Sylvie was being so helpful I almost hated to ask the next question. “What about the possibility of surveillance cameras near Shetland and Appaloosa? You do anything about that yet?”
She vented a string of expletives for a while, then calmed down enough to snap, “What?! You think Scottsdale PD’s got nothing better to do than do your footwork for you? Send me a list of addresses and I’ll get to them when I can!”
She hung up.
Jimmy stared at me. “Sounds like a rough call. By the way, you look worse than yesterday. If you ask me, you’d better take it easy.”
“I didn’t ask you.”
He shrugged. “Just making an observation. That was Sylvie, I take it. I could tell by the squabbling. She get anything on the DNA yet?”
“Nope.” Ignoring my headache—worse than yesterday’s—I grabbed my carryall and headed for the door. “I’d help with the dishes, but I need to look at some houses.”
He gave me a wry smile. “Not to purchase, right?”
“Oh, sure. I’m going to buy me a tract home in Scottsdale, join the local women’s club, and live h
appily ever after.”
As I left, I heard him mutter, “Stranger things have happened, although in your case, probably not.”
***
At the intersection of Shetland and Indian Bend, I found two houses with security cameras. The good news was that they were situated kitty-corner from each other, thus able to videotape the murder van from different angles. The bad news? One camera looked old enough to have been used on Noah’s ark. I phoned in the addresses to Sylvie, who accepted them with nary a thank you. Police work sure played hell with a person’s manners.
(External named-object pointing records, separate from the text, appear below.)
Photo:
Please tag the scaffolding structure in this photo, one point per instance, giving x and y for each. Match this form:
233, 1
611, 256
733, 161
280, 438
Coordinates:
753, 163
Deciding I could use another cup of coffee to chase away my growing fatigue—so early in the day?—I headed for the Starbucks I’d passed on the way over. The crowd was thin enough that I was able to get an iced Frappuccino in what seemed like seconds, and after a couple of quick glances at my black eye, I was ignored. Frapp in hand, I made my way to an isolated seat in the corner, the better in which to think.
I felt certain that when the DNA results came in, the van in the impound yard would be turn out to be the murder van, and the surveillance cameras—if working that day—would give a jury something to look at. But the real question was this: did the killer leave any DNA of his own in the van? And if so, would that DNA match up with any already on file? Unless it did, the DNA wouldn’t be that much help in finding the killer, only in convicting him when he arrived in court.
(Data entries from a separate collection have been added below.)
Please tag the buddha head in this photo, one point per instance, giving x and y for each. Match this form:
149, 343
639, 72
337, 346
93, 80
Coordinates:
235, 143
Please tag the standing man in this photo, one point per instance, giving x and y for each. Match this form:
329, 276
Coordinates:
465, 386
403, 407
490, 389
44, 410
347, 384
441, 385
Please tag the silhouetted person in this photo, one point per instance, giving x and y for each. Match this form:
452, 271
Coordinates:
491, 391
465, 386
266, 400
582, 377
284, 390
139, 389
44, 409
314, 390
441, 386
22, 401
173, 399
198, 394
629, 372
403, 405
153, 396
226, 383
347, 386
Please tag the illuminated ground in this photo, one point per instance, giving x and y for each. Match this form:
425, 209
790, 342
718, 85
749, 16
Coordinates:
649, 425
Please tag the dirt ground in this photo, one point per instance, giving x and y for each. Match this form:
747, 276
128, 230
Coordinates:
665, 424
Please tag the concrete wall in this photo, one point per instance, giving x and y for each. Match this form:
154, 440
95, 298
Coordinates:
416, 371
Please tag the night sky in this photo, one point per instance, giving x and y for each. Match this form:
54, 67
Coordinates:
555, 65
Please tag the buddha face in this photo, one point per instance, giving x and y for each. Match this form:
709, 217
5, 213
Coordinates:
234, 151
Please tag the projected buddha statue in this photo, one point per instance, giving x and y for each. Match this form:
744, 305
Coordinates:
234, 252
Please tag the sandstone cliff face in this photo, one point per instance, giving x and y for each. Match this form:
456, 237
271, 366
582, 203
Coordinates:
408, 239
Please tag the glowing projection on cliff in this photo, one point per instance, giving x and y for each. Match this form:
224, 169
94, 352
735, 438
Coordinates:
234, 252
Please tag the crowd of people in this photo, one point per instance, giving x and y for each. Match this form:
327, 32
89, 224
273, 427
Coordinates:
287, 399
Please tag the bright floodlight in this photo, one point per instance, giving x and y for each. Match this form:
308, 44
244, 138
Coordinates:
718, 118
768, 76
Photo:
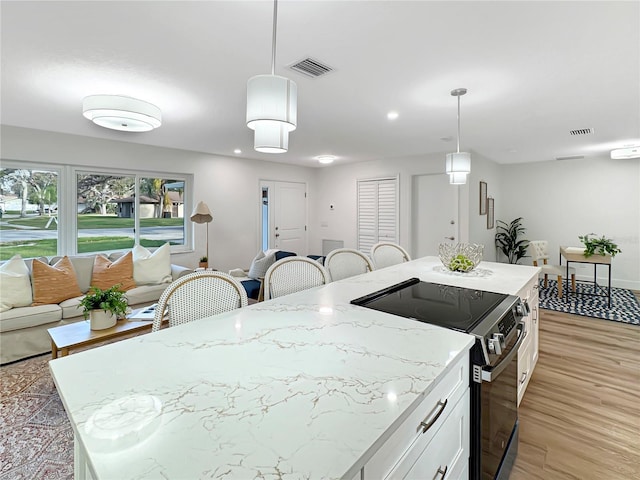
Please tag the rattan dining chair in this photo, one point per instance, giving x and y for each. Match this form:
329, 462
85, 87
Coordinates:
293, 274
347, 262
198, 295
538, 250
385, 254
It occurred to me that I might do some DNA collecting of my own, at least as far as doggie-do was concerned. With the exception of Felix Phelps, each of the people I’d interviewed owned at least one dog. From the sound of its barks, Monster Woman had something big, the Hoppers owned a German shepherd mix, the white trash Hoyts’ property was overrun by a whole pack of ravenous mutts, the Youngs owned those two black something-or-others, and Carl DuCharme had a prize-winning boxer. I doubted if Mr. Hopper or his grieving wife would let me anywhere near their shepherd mix, and if I dropped by the Hoyts asking to borrow a cup of dog feces, I’d be lucky to get off their property alive. If I asked the Youngs for a sample of their dogs’ doggie-do, Janeese would call the nut squad on me. And Carl DuCharme? He’d probably dropkick me into a vat of molten chocolate.